Eraclio il Colosso

In Corso Vittorio Emanuele a Barletta si trova la più imponete e magnifica opera d'arte bronzea dell'antichità che ci sia pervenuta al giorno d'oggi.
Ma come è arrivata lì?
Di che epoca è e chi è il personaggio rappresentato?
 
 

Era il 19 maggio del 1491 quando a forza di braccia, leve e cavi fu issato sul piedistallo di marmo che ancor'oggi sorregge quell'enorme statua che la popolazione barlettana già aveva battezzato Arè (Eraclio)
Tutto ebbe inizio nel 1204 quando i veneziani stavano tornando in laguna dopo la vittoriosa crociata del medesimo anno.
Sfortunatamente, o forse è meglio dire fortunatamente, una nave, per ignoti motivi, affondò innanzi alla costa Barlettana assieme a tutto il suo carico prelevato alla Costantinopoli infedele, tra cui c'era questa statua dalle dimensioni che ricordavano le leggende del colosso di Rodi.
Questa ipotesi è da molti rifiutata perchè non ci sono resti di alcun relitto, ma è poco probabile che i veneziani abbiano potuto perdere un carico del genere ed è assolutamente impensabile che se ne siano voluti disfare.
Comunque qualche tempo dopo il colosso viene recuperato e collocato nella Dogana vecchia del porto di Barletta. Lì rimarrà per circa ben un centinaio d'anni, durante i quali (nel 1309) i domenicani di Manfredonia, dopo aver avuto il permesso da Carlo d'Angiò in un editto, ne staccheranno gambe e braccia per fonderle e farne le campane per una chiesa in costruzione a Siponto.
Solo, come già detto, il 19 maggio del 1491, pochi mesi prima della scoperta delle Americhe, la cittadinanza barlettana sceglie il suo simbolo: Eraclio.

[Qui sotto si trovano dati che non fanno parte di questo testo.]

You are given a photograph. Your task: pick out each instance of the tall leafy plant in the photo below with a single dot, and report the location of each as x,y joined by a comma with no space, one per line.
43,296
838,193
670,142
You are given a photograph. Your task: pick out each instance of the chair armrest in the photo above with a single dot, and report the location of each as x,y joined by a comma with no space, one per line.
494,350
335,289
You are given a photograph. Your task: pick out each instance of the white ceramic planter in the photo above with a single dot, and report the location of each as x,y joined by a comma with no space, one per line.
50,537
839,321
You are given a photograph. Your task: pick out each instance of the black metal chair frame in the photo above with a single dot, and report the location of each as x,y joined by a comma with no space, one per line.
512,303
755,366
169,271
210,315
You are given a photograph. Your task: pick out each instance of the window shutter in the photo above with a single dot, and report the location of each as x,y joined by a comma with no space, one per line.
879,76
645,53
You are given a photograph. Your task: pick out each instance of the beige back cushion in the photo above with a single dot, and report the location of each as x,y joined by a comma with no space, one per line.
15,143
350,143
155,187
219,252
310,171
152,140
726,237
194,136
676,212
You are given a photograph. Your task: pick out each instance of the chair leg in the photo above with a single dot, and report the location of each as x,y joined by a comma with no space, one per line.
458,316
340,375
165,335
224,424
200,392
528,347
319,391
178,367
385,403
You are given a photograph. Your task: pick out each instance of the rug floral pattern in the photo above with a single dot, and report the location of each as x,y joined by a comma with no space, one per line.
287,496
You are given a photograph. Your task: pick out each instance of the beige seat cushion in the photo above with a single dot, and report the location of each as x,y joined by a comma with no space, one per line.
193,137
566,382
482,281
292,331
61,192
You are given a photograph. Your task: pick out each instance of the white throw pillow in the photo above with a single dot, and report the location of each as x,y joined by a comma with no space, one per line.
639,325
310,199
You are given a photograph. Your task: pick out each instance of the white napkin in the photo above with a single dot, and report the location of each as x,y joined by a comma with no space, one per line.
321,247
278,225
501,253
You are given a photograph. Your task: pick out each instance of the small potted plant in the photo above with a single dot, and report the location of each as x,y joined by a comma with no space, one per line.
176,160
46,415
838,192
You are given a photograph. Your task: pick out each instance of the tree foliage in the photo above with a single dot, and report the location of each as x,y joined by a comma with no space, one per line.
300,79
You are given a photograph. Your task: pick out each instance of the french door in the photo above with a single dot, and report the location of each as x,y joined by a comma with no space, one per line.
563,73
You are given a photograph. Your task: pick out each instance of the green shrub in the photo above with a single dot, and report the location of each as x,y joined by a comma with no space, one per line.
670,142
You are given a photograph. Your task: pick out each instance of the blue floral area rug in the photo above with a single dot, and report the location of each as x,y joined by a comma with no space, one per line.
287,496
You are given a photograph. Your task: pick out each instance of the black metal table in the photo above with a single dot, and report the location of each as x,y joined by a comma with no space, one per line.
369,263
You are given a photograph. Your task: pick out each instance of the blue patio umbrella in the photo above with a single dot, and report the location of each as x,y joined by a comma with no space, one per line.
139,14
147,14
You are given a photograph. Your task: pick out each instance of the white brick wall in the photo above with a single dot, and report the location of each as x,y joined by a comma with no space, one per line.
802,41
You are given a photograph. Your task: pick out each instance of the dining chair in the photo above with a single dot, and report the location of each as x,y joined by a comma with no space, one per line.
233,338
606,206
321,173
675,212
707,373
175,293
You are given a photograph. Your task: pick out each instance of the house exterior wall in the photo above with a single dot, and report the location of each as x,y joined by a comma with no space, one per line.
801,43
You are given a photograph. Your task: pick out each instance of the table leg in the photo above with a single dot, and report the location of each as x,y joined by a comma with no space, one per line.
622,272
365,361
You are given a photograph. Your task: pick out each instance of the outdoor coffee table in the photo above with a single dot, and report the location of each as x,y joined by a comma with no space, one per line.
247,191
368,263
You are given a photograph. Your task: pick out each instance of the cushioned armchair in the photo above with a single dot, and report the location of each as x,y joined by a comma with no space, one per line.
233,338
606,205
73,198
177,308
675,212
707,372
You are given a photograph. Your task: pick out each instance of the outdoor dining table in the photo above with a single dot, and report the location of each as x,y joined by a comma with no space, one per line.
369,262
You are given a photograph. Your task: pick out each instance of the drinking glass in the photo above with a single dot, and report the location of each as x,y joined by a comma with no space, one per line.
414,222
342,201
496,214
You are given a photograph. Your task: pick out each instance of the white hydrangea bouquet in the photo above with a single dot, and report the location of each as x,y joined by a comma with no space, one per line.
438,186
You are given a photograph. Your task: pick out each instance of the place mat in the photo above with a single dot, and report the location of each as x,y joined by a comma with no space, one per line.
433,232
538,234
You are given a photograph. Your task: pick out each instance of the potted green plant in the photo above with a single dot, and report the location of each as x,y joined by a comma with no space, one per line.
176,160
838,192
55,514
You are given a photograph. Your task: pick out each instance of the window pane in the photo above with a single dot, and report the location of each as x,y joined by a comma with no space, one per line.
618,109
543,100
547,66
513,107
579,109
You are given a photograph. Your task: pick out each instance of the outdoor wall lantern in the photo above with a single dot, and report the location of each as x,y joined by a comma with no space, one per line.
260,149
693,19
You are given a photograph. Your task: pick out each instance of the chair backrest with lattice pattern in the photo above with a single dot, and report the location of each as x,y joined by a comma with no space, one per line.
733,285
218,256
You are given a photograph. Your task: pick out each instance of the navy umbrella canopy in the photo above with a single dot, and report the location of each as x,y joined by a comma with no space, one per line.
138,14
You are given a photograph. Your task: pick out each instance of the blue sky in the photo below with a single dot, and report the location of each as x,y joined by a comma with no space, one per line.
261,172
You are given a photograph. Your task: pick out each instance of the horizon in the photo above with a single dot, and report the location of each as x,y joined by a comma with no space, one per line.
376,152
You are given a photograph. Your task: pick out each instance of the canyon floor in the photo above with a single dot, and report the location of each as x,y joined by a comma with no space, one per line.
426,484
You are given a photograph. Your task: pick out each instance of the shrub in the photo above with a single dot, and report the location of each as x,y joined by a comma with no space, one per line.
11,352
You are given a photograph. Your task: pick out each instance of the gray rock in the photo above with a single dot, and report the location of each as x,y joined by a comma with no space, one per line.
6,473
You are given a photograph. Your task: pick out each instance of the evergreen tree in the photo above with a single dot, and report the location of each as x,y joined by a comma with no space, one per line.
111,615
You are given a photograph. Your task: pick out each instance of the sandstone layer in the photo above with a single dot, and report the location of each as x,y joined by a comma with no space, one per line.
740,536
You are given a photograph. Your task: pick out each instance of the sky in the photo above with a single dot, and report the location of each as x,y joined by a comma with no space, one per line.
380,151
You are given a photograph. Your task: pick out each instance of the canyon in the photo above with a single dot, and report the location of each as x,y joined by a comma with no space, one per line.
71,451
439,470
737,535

Il padre gesuita Paolo Grimaldi nel XVII sec. affermava che la statua portata dai veneziani da Costantinopoli fosse raffigurante l'imperatore Eraclio e fosse stata frutto delle mani di un abile scultore chiamato Polifobo.
Secondo gli esperti tutto ciò e assolutamente falso ma questi dati errati però sono stati totalmente inglobati nella cultura locale, infatti tutti a Barletta chiamano il colosso: Eraclio (in dialetto barlettano Aré).
Studiosi contemporanei, come Testini e Demougeot, hanno fatto charezza sulla vicenda; ovvero osservando la pettinatura, la corona con al centro quel goiello barbarico, le vesti e risalendo tramite esami alla effettiva antichità dell'opera scultorea ed alla fine confrontando il tutto con un busto marmoreo conservato al Louvre di Parigi, hanno potuto affermare che con buone probabilità il personaggio rappresentato è Teodosio II.
Teodosio II sarebbe stato onorato a Ravenna dal cugino e genero Valentiniano III figlio di Galla Placida, poichè egli aveva in passato aiutato il giovane imperatore d'Occidente e sua madre contro l'usurpatore Giovanni e Valentiniano ne aveva sposata nel 437 la figlia Licinia Eudoxia. Col colosso veniva onorato non solo l'Augusto ma anche il suo codice  "Teodosiano" e la ritrovata unità imperiale.

La statua rimase all'aperto fino alla II Guerra Mondiale quando fu ricoperta per nasconderla ai tedeschi che cercavano metalli per fonderli in munizioni e armi.
Dopo le ostilità torna all'aperto.
Nel 1978 qulcuno s'accorse che il colosso bronzeo dell'epoca classica più grande del mondo era in condizioni pietose.
Vinto l'appalto, una società romana di restauri completò l'impalcatura l'8 luglio 1979 ed iniziò i lavori di pulizia e di rinforzo delle gambe che erano notevolmente lesionate da anni e anni di compressione sotto gli oltre 8500 Kg di Eraclio (per un'altezza complessiva di circa 4,50 m).
Il primo agosto 1981 il Colosso fu finalmente liberato dalle impalcature e fu visibile in tutto il suo splendore.
I ragazzini che erano soliti arrampicarsi all'interno della statua cava per poi sbucare dalla corona di Eraclio (al quale manca il pezzo che dovrebbe completare il cranio), rimasero notevolmente delusi quando notarono la griglia messa sotto la veste della statua dagli operai, per evitare agli scalatori di caricare d'un ulteriore peso la statua appena restaurata e rinforzata.